Metro Vancouver’s transit referendum resulted in a resounding rejection from those who voted. And a lot did. They just said ‘NO’ to a .05% sales tax increase that, presumably, would have funded the Sky-train Plus expansion plans of the transit administration and mayors. So, did they say NO to transit? Did they say NO to the admin/political consortium? Or did the say NO to more taxes?
Probably all three. And therein lies a lesson in drafting referendum questions; the more questions that can be implied, the more irrelevant the response. I know a large contingent voted NO because they thought management was not doing a good job and a series of stoppages and a dysfunctional load-and-pay card-system (that works everywhere else) pretty much proved their point. But they had plenty of other evidence.
Then there are others who simply can’t see paying more tax in any scenario. They can’t make ends meet as it is. So, for them, it was a NO to government in all it’s forms from senators to transit, from taxes to fees, from lies to yoga-on-the-bridge. That group is just fed up with what passes for leadership these days. I concur.
There are also those who don’t believe in transit and that group would also include me. I think transit sucks. And, further, they can’t make it work in Vancouver for anything less than 50 times what their plans call for. Vancouver is ill-suited to a good system. It is not world-class enough in so many other ways necessary.
I’ve lived in London and Hong Kong. I have visited a half dozen other cities with ‘transit’ from New York to Montreal, from Paris to Tokyo. Transit works best in downtown cores and with a gazillion stops. The best was Hong Kong and San Francisco was a close second. Why? Because you could jump on and jump off at your discretion, cheaply and efficiently. SF was more efficient in a slow kinda way but, in dealing with hills, it was great. Hong Kong was just plain uber efficient – moving more people in one afternoon than Metro Vancouver does in a week.
Why is this? Simple. We don’t live in the kind of density that makes transit work. We will someday. But we don’t now.
Further, we have developed a lifestyle that doesn’t mesh or work with transit. In HK I could get off at my station and within a block pick up the evening meal and be able to choose from dozens of outlets. In the other direction, my work was a block away. But Canadians don’t have that kind of support/work infrastructure except, ironically enough, at Lonsdale Quay which, unsurprisingly, is only connected to the system by a slow boat across the inlet and buses.
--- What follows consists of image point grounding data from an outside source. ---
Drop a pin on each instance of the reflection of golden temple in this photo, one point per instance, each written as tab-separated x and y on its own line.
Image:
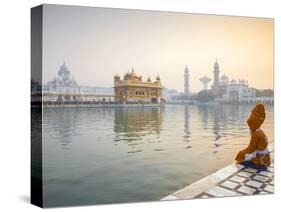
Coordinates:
137	123
133	89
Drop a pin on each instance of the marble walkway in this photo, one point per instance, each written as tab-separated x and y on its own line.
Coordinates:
233	180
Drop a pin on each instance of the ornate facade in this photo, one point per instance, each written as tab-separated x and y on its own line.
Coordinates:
132	89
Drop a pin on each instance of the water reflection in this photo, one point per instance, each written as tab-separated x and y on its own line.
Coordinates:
112	153
187	133
133	125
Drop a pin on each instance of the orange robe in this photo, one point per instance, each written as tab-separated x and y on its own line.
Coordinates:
258	142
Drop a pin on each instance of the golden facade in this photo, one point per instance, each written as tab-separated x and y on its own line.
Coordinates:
132	89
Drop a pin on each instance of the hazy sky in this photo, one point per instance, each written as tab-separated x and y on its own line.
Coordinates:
97	43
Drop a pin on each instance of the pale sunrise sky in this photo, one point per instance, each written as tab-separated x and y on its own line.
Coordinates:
97	43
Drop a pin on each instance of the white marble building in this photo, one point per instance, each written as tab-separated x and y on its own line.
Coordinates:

We don’t have the little ‘support services’ stalls all along the street that most transit-using cities have. Most of us shop at Save-On and such and just their parking lots are an effort to get across carrying groceries, dry-cleaning and that bloody briefcase.
And then what? In the pouring rain, carrying your stuff you then trek for blocks if not miles to your house or condo? Throw in a demanding schedule and or some heavier items and transit simply does not work for most people living and working or even attending university in the Greater Vancouver area.
Transit would work if they stuck to downtown, the north shore, the west end and super high density residential centres like Metro-town and the new Oakridge (when they pull that off). But trying to tie in Coquitlam is dumb. Those people have to drive to get to the nearest station. Who’s gonna be happy paying extra to drive to the park-and-ride and then pay for the last leg of the journey that never seems to quite get there?
Here’s the real reason I oppose transit. We’re trying to re-invent the wheel. Cars work. We’ve built a massive infrastructure for cars. We expect and plan for cars and have for decades. The ‘car’ system works very, very well. It is true that Vancouver is super-congested but that just really speaks as a rolling referendum that people prefer cars.
They want to keep rolling, of course, so traffic management should be enhanced. Hugely. But the real reason for anyone not liking cars anymore is that they pollute. And they take up so much room.
Duh! Go small. Go electric. If 90% of the commuters drove Smart Cars or Prius types, 40% of the problem disappears. Maybe more. Give parking priority to such ‘clean and small’ vehicles (like handicapped parking stickers do) and people would flock to the change. How much tax dollars required? Few. In fact, govt. could well afford to subsidize part of the purchase of switching to electric and small. It would be cheaper than building Sky trains and tunnels.
More to the point, the little buggies can drive door-to-door.
“Dave! Where did that rant come from?”
Well, I guess it is silly but I am working hard to get my incredible old bulk up the hill as well as carry really heavy stuff at the same time. Ironically, I value point-to-point transportation more than most. Even if it is only 150 or so feet. I am managing to do what I need to do out here by being logical and simple. But I can’t get around well enough in the city using transit. So – it is clearly not logical and simple. I think it should be.